By EWA MATUSZEWSKI
Blue Cross Blue Shield of Michigan (BCBSM) recently announced the names of its Patient-Centered Medical Home (PCMH) designees – many receiving designation renewals, but others being PCMH designated for the first time. From my vantage point, these practices, whether multiple-year designees or newbies, represent the best of primary care and affirm the effectiveness of a healthcare approach that puts the patient in partnership with the physician or advanced care provider and their team to optimize outcomes in physical and mental health. I again must give recognition to my friend Tom Simmer, MD, who had the foresight to launch the PCMH practice program through the Physician Group Incentive Program (PGIP; now known as value partnerships) when he was the CMO at BCBSM.
I mention the PCMH program because, coincident with that announcement, BCBSM also
introduced the use of the Collaborative Care Model (CoCM) for physician group members. CoCM brings together both physical and behavioral health providers to a primary care setting to offer integrated care. I’ve long advocated for this model and have seen it in action at Judson Center Health, our joint venture integrated primary care clinic in Warren where our organization provides the clinical staff and Judson Center provides behavioral health. We also have a few member practices who have adopted the CoCM model and appreciate access to a psychiatrist who can review medications and provide feedback on symptom management.
Admittedly, there are downsides to the CoCM model. First, it can be time consuming to get off the ground. The PCP must identify and contract with a psychiatrist for behavioral health services and determine where and how those services will be provided. Then the PCP needs to negotiate a fee the psychiatric is willing to accept. In a twist, payment for the services rendered by the psychiatrist is provided by the primary care physician. There is one amount reimbursed by the payer to the primary care physician who then, based on the agreed compensation, pays the psychiatrist. Perhaps equally challenging is the fact that the CoCM does not include psychologists, who are more accessible than psychiatrists but cannot prescribe medication. In certain states, psychologists have prescribing licenses that are obtained after they have completed specialized pharmacological learning programs. There are just a select number of medications that those psychologists can prescribe.
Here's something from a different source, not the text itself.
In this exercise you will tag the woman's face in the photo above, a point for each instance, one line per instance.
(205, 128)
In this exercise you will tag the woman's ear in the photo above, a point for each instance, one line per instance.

Adding psychologists with prescribing capabilities would also ease some of the backlog patients experience.
Like many approaches to whole-person care, the Collaborative Care Model is not without its challenges. Yet, it does represent movement towards full acceptance – and payment – for integrated care. When the PCMH model was first announced, it was met with skepticism by some. But more than 15 years later, it continues to evolve and prove a viable and sustainable approach to primary care. With tweaking and a plan, do, study, act (PDSA) approach that seeks to address challenges head on and in a timely manner, I’m confident that BCBSM’s adoption of the CoCM model is going to take us to the next generation of integrated, whole person care.